“La maggioranza di destra alla guida del Comune di Grosseto, per ovviare alla ‘sosta selvaggia’ delle auto, si avvale di una campagna pubblicitaria che dice essere ironica per sdrammatizzare un problema serio e reale”.
A dichiararlo, in una e-mail inviata alla nostra redazione, è una nostra lettrice: Sabina Rombaldi.

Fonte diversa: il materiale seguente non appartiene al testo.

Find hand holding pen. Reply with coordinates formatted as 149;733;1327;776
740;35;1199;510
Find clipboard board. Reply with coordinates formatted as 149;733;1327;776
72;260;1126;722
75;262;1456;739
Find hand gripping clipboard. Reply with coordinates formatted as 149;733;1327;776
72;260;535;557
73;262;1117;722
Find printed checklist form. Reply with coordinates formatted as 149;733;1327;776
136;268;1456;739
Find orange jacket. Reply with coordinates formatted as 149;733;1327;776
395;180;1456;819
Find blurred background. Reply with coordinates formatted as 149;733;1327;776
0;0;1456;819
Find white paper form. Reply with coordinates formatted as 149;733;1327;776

“L’amministrazione, invece di attuare provvedimenti incisivi sul problema, pensa di risolvere tutto con l’ironia. Cara ci costa questa ironia!!!! – continua la lettera – Infatti, in ultima analisi, siamo noi cittadini che subiamo prima la maleducazione e l’inciviltà dei molti automobilisti e poi anche pagare per campagne pubblicitarie maleducate e di cattivo gusto. Certo che non è un buon biglietto da visita per chi viene da altre regioni, in quanto solo in Toscana viene usata la parola cosi detta ironica dal sindaco, dall’assessore e assessoressa per definire il comportamento maleducato e incivile di molti automobilisti”.
“Da grossetana ci tengo a precisare che tale epiteto può essere usato tra amici, conoscenti e in situazioni ristrette – termina la lettera -. Tutto ciò denota, semmai c’e ne fosse bisogno, una mediocre cultura degli amministratori”.